In some implementations, the trained machine learning model 225 may classify (e.g., cluster) the new observation in a cluster, as shown by reference number 240. The observations within a cluster may have a threshold degree of similarity. As an example, if the machine learning system classifies the new observation in a first cluster (e.g., definitely authenticate), then the machine learning system may provide a first recommendation, such as the first recommendation described above. Additionally, or alternatively, the machine learning system may perform a first automated action and/or may cause a first automated action to be performed (e.g., by instructing another device to perform the automated action) based on classifying the new observation in the first cluster, such as the first automated action described above.

As another example, if the machine learning system were to classify the new observation in a second cluster (e.g., maybe authenticate), then the machine learning system may provide a second (e.g., different) recommendation (e.g., a recommendation that the authentication device requests additional authentication information from the user) and/or may perform or cause performance of a second (e.g., different) automated action, such as causing the authentication device to request additional authentication information from the user.

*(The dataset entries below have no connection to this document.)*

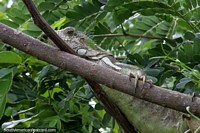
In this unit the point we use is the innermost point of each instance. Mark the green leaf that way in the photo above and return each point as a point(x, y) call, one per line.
point(5, 83)
point(46, 6)
point(10, 57)
point(106, 119)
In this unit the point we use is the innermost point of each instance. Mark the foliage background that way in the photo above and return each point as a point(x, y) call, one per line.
point(36, 94)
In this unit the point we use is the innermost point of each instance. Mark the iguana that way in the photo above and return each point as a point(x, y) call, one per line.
point(146, 117)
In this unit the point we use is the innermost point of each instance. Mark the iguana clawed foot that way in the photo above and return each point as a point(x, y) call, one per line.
point(143, 78)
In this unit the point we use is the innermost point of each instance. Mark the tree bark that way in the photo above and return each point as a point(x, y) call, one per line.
point(100, 74)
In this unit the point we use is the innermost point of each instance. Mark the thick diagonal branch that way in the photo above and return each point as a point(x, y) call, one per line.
point(99, 93)
point(100, 74)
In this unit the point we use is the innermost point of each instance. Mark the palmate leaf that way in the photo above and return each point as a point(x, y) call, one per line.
point(85, 16)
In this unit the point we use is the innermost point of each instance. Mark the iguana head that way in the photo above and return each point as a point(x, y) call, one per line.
point(75, 39)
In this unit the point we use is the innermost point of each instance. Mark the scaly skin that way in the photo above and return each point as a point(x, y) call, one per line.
point(145, 116)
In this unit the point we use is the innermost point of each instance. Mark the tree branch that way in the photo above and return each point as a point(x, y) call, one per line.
point(98, 91)
point(129, 35)
point(98, 73)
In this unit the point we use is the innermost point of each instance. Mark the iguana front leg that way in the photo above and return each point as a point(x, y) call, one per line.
point(145, 116)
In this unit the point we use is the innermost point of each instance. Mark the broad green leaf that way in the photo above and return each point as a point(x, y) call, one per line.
point(45, 6)
point(10, 57)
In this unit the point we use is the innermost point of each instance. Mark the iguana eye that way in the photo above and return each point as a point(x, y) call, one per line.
point(71, 33)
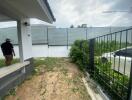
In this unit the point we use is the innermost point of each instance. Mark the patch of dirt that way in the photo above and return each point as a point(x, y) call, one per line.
point(64, 82)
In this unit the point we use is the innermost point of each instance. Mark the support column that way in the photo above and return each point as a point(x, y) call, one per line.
point(24, 39)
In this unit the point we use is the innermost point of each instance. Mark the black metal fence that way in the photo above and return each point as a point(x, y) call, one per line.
point(111, 63)
point(57, 36)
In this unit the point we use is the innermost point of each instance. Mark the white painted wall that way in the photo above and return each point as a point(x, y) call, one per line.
point(24, 39)
point(44, 51)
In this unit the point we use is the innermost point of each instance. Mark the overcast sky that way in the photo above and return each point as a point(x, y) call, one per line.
point(90, 12)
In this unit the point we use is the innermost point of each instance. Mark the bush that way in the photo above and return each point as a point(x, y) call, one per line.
point(79, 53)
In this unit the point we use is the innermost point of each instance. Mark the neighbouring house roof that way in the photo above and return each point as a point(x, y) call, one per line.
point(18, 9)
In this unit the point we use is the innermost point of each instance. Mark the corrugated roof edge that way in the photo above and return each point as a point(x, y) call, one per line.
point(48, 6)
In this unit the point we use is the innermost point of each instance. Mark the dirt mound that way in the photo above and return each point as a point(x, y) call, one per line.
point(63, 82)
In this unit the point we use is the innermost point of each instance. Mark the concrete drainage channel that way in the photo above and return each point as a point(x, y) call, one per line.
point(94, 90)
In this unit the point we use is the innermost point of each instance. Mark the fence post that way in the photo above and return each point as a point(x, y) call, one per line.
point(129, 97)
point(91, 56)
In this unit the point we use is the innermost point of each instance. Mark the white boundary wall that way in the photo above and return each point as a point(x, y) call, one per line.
point(45, 51)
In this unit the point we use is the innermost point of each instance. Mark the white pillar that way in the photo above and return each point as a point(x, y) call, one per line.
point(24, 39)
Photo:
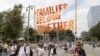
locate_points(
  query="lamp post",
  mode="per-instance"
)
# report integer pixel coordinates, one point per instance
(75, 20)
(28, 9)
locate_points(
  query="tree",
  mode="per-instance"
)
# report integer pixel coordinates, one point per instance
(85, 36)
(70, 36)
(13, 22)
(95, 32)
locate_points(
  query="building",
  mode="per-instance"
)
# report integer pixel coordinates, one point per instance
(93, 16)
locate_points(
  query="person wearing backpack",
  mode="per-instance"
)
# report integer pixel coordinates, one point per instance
(24, 49)
(79, 51)
(13, 49)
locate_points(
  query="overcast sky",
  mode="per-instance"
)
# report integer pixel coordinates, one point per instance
(83, 8)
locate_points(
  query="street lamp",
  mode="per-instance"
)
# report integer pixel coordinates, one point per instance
(28, 9)
(75, 20)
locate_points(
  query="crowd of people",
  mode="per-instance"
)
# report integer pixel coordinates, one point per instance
(23, 48)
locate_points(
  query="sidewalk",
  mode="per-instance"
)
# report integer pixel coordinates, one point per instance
(60, 52)
(90, 51)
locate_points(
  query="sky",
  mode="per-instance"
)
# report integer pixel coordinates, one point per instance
(83, 7)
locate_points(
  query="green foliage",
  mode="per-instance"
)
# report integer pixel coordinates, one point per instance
(85, 36)
(95, 32)
(13, 22)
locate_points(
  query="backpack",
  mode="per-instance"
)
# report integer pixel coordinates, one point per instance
(31, 52)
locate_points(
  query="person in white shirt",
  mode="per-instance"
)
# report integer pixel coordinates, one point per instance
(40, 50)
(13, 49)
(23, 46)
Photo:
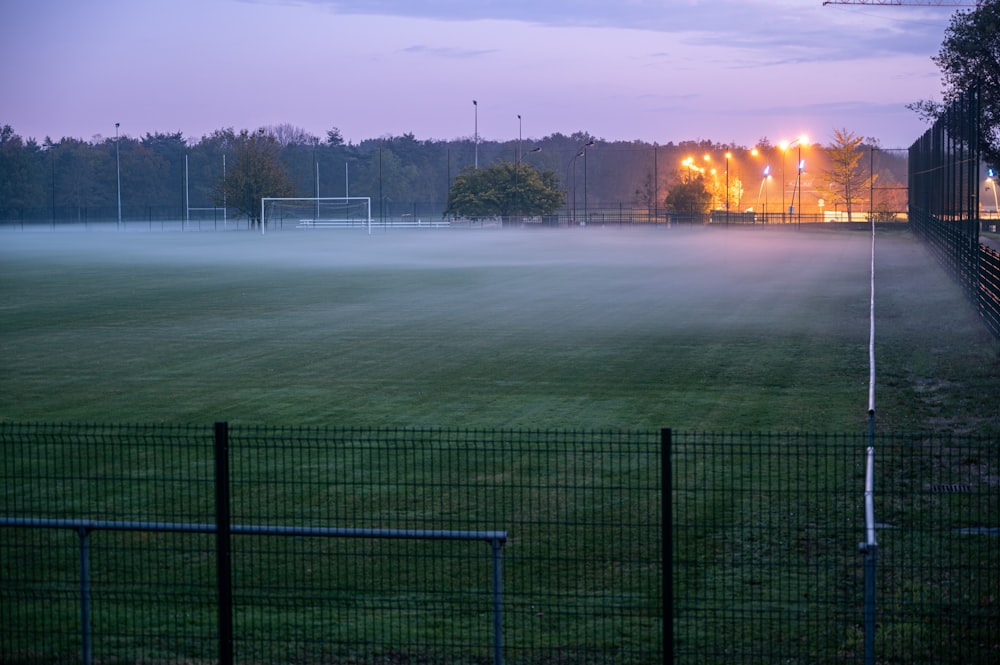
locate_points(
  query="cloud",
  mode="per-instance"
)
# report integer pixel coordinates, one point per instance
(447, 52)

In some implementations, the recommendation and/or the automated action associated with the new observation may be based on a target variable value having a particular label (e.g., classification or categorization), may be based on whether a target variable value satisfies one or more thresholds (e.g., whether the target variable value is greater than a threshold, is less than a threshold, is equal to a threshold, falls within a range of threshold values, or the like), and/or may be based on a cluster in which the new observation is classified.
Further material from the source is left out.